When Wegeena woman Belinda Pelly and City of Launceston councillor Tim Walker started the Tasmania: Community Known Covid Exposure Sites page it was simply to "fill an information void" of missing exposure sites. The page, started two weeks ago when the government stopped listing all exposure sites, now has just shy of 50,000 members and receives request for about 150 posts each day.
Typically, and originally, those posts informed group members about COVID exposure sites in the state, but the group has since passed into different phases and incarnations to become a growing and shifting community aimed at helping others.
After originally filling that void of exposure sites, the group has since become awash with posts from members of the public alerting their community to where they can get rapid antigen tests from, how long the line for those tests might be, or where its easy and quick to get N95 masks.

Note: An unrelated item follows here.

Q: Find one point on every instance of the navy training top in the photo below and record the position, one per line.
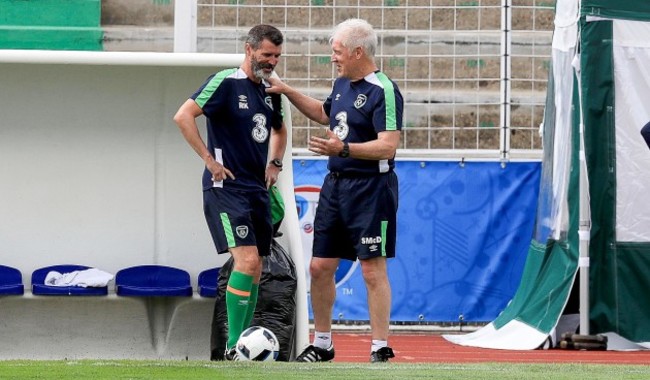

Recently, group member and recently graduated mechatronics engineer Jordan Peters took the initiative to build a program to aggregate all of the exposure site. Mr Peters, 23 and from Launceston, said he set up the program, which posts exposure sites in an online document, because he saw friends posting their check in information and thought it seemed "time consuming to constantly read through all the screenshots just in case you were at one of the sites".
"I thought if there was a single place with all the data together it would be a lot easier for everyone," he said. Mr Peters said he spent about two to three hours building the program, but had spent at least six hours in total getting it to the point where it automatically updates after group members posted their photo. His voluntary hours of work proved to be typical of group members, in particular those who started the page.
Ms Pelly said she and other moderators, including Boomer Bay woman Jeddah Barwick, spent every hour of the day making sure the right information was shared in a time critical way. There had even been two moderators recruited from overseas to cover moderation during hours most Tasmanians would be asleep.
The volunteer run page, according to Ms Barwick and Cr Walker, was an example of people from the island state banding together in a time of "crisis". Cr Walker said that togetherness had become typical for Northern Tasmanians. "People there want to express care for fellow Tasmanians, and they've found an avenue to do it," he said.